At first glance the notion of combining multiple data types for better outcomes may seem time consuming, daunting and not worth the additional effort as it could slow down the time to market, but in reality, the combining of these invaluable data types and making that information available throughout a study actually increases the probability of a drug making it to market faster. Today’s technological advances and the emerging role of the data scientist, are giving us new levels of analysis and the ability to predict outcomes in near real-time. Innovations such as machine learning and artificial intelligence are providing us with new algorithmic techniques that can assist in identifying patterns that support enhanced and automated decision making along the drug development path. For example, having historical data about a clinical trial’s ability to recruit suitable patients can predict the probability of future recruitment success. The combination of qualitative and descriptive data now enables researchers to identify similar groups of patients who are best suited for a new trial. By knowing exactly who you’re looking for, you not only shorten site selection and patient recruitment, you also increase the likelihood of positive results.
Historically the gap between combining structured and unstructured data for clinical trial decision making has caused errors and delays in setting up and completing successful trials. However, with the new aggregation, storage and analysis solutions, combined with artificial intelligence and machine learning we can now detect trends and negative signals much earlier in clinical trials. Not only does this compress the critical path for drug development and improve safety, it increases our chances of creating a more robust pipeline of disease-treating therapies – all at a faster pace than ever before.

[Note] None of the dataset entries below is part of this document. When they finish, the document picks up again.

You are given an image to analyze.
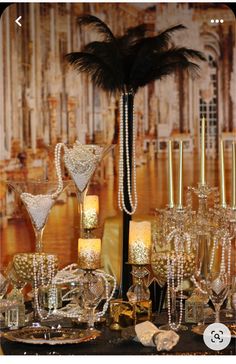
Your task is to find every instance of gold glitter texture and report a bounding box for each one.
[78,238,101,269]
[82,195,99,229]
[13,253,58,283]
[151,251,195,283]
[129,221,151,264]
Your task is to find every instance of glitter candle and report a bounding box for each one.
[83,195,99,229]
[219,139,226,208]
[200,117,206,186]
[168,140,174,208]
[78,239,101,269]
[128,221,151,264]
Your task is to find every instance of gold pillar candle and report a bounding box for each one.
[128,221,151,264]
[232,142,236,209]
[219,139,226,208]
[83,195,99,229]
[168,140,174,208]
[177,140,183,208]
[78,238,101,269]
[200,117,206,185]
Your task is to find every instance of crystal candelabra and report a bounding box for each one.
[186,183,218,293]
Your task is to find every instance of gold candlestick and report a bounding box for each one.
[78,238,101,270]
[219,139,226,208]
[168,140,174,208]
[177,140,183,209]
[200,117,206,186]
[232,142,236,209]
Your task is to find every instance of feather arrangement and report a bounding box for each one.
[66,15,206,297]
[66,14,206,94]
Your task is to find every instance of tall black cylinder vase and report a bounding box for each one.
[121,92,133,299]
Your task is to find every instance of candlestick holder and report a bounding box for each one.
[126,263,150,303]
[52,264,116,329]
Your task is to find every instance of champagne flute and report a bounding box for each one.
[82,270,105,330]
[205,271,230,323]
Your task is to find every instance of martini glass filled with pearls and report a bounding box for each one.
[6,179,69,325]
[7,180,69,253]
[59,141,115,237]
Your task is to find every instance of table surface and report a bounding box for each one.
[1,312,235,356]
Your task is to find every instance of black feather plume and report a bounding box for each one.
[66,15,206,94]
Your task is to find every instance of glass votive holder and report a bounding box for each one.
[4,301,25,329]
[38,285,62,310]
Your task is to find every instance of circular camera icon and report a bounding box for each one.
[203,323,231,351]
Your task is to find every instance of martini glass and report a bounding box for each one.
[7,180,69,253]
[63,141,115,237]
[6,179,69,324]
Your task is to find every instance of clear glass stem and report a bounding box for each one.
[214,304,220,323]
[171,287,177,324]
[77,188,88,238]
[34,228,44,253]
[79,201,84,238]
[87,306,96,330]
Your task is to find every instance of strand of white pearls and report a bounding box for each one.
[33,255,56,321]
[166,253,184,330]
[94,270,117,318]
[52,143,64,199]
[190,275,207,295]
[118,93,138,215]
[209,235,218,271]
[53,267,116,319]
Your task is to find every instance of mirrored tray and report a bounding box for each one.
[192,324,236,338]
[3,327,100,345]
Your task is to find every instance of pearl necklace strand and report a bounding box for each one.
[166,253,184,331]
[53,266,116,319]
[33,255,57,321]
[118,93,138,215]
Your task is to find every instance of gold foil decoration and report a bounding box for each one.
[109,299,152,330]
[78,238,101,269]
[129,221,151,264]
[83,195,99,229]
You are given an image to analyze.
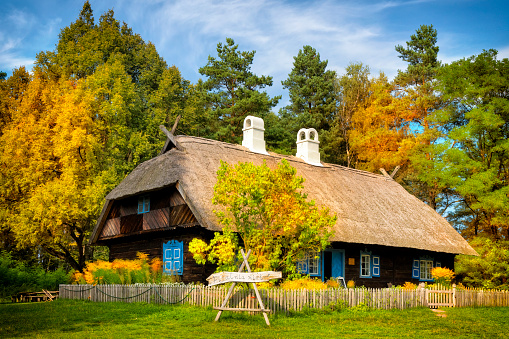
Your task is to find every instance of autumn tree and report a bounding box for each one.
[0,74,105,271]
[0,3,198,270]
[190,160,336,275]
[0,67,30,135]
[428,50,509,239]
[199,38,280,144]
[349,73,414,173]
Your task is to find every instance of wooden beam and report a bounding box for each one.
[171,114,181,134]
[390,165,401,178]
[159,125,183,154]
[213,307,271,312]
[379,168,391,179]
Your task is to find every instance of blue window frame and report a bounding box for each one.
[163,240,183,275]
[360,251,380,278]
[297,252,321,276]
[412,256,435,282]
[138,195,150,214]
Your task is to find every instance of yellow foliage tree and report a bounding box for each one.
[0,73,106,271]
[349,73,416,173]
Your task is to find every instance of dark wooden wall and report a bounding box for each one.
[332,242,455,288]
[106,226,216,284]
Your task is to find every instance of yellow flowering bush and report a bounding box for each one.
[280,277,327,290]
[401,281,417,290]
[73,252,171,285]
[431,267,455,286]
[346,280,355,288]
[326,279,340,288]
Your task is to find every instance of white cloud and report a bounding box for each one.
[497,46,509,59]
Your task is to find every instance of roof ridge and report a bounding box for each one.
[176,134,391,181]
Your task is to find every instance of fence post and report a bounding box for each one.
[452,284,456,307]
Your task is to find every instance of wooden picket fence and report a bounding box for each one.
[59,284,509,312]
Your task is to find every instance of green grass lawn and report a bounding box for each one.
[0,300,507,338]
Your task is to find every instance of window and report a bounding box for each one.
[412,257,435,281]
[360,254,370,277]
[163,240,183,275]
[138,195,150,214]
[360,251,380,278]
[297,252,321,276]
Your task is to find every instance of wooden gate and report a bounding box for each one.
[427,284,455,308]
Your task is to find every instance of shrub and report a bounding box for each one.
[326,279,339,288]
[74,252,173,285]
[455,237,509,290]
[346,280,355,288]
[431,267,455,286]
[0,251,71,299]
[401,281,417,290]
[280,277,327,290]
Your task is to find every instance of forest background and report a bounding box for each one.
[0,2,508,290]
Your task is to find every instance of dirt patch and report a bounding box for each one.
[431,309,447,318]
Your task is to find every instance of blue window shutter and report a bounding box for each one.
[163,240,183,275]
[412,259,420,279]
[372,255,380,277]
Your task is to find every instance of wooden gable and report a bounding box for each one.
[98,186,198,240]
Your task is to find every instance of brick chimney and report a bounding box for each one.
[296,128,322,166]
[242,116,268,155]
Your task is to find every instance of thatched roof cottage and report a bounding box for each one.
[90,116,476,287]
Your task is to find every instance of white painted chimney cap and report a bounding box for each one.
[296,128,322,166]
[242,116,268,155]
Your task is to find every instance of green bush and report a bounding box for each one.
[455,237,509,290]
[0,251,71,299]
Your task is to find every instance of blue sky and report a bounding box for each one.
[1,0,508,108]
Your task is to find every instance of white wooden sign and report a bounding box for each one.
[207,271,282,286]
[209,249,281,326]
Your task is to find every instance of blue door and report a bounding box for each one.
[163,240,183,275]
[321,249,345,281]
[330,250,344,278]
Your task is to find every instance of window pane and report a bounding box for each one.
[308,252,319,275]
[361,254,370,277]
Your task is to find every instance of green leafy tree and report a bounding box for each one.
[455,237,509,289]
[199,38,280,144]
[394,25,445,209]
[190,160,336,275]
[282,45,336,137]
[428,50,509,239]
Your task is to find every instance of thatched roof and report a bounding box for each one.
[92,135,477,256]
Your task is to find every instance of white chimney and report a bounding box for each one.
[296,128,322,166]
[242,116,268,155]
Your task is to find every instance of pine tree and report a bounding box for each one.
[199,38,280,144]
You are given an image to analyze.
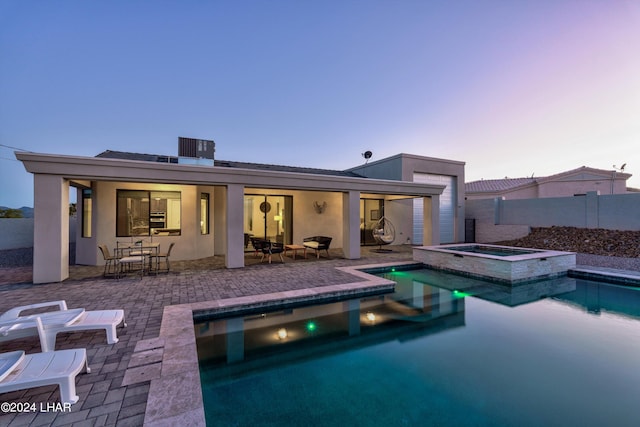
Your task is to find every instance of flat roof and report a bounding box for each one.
[17,152,445,197]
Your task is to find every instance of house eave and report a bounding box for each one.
[16,152,445,197]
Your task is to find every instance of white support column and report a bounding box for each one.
[213,186,226,256]
[342,191,361,259]
[422,195,440,246]
[225,184,245,268]
[33,174,69,284]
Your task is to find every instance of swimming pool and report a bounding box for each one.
[196,267,640,426]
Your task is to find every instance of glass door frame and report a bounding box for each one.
[360,198,384,246]
[244,194,293,246]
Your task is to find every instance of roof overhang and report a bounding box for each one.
[16,152,445,198]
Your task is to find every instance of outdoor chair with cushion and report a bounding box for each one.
[117,254,146,279]
[260,241,285,264]
[0,347,90,404]
[98,244,120,277]
[303,236,333,259]
[249,237,268,258]
[0,300,126,352]
[149,242,175,274]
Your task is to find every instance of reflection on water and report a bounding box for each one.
[196,281,465,378]
[382,267,577,306]
[554,279,640,319]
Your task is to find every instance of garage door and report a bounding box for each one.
[412,173,456,244]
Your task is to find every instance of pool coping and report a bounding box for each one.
[569,266,640,287]
[141,261,414,426]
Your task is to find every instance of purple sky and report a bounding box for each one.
[1,0,639,207]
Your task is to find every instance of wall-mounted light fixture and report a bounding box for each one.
[313,201,327,214]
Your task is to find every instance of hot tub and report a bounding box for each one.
[413,243,576,285]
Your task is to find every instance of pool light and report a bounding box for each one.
[277,328,288,340]
[366,312,376,322]
[306,321,317,332]
[453,290,471,298]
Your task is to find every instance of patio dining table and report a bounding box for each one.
[115,241,161,275]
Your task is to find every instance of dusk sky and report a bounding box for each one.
[1,0,639,208]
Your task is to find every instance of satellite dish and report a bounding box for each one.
[362,151,373,163]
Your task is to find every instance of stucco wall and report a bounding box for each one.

However, even with all of our technological advances, the human role is still critical. In fact, with the growing amount of data and data types, a fairly new role has emerged—the data scientist or data revolutionist. As clinical researchers continue to focus their daily efforts on creating successful trials, the role of the data scientist is focused on directing overall clinical data quality and management activities that will support the progression of the drug development pipeline. This emerging role has responsibility for connecting the various dots across the organization to ensure the right data makes it into the right hands at the right time. While the role is defined based on each biopharmaceutical company’s needs, ultimately the data scientist’s job is to be a leader in both science and complex data management, quality and visualization from source to submission. So even as we continue to see more innovation in automating decision making, growing datasets and the management of the technological advances will still require a human touch.
When we combine today’s technological innovations and the new data scientist role, and apply them to the clinical world, we see a huge opportunity for positive impact. Not only does the insight from more data from different sources enhance the questions we ask of our clinical trials and fill a much needed disease-fighting pipeline of new drugs, it also allows us to uncover hidden relationships that can precipitate new hypotheses and provoke new, potentially life-saving questions that we never thought to ask before. With the right technology and people, new sources of data promise to speed, not slow, clinical trials allowing biopharmaceuticals to bring more life-saving drugs to market faster.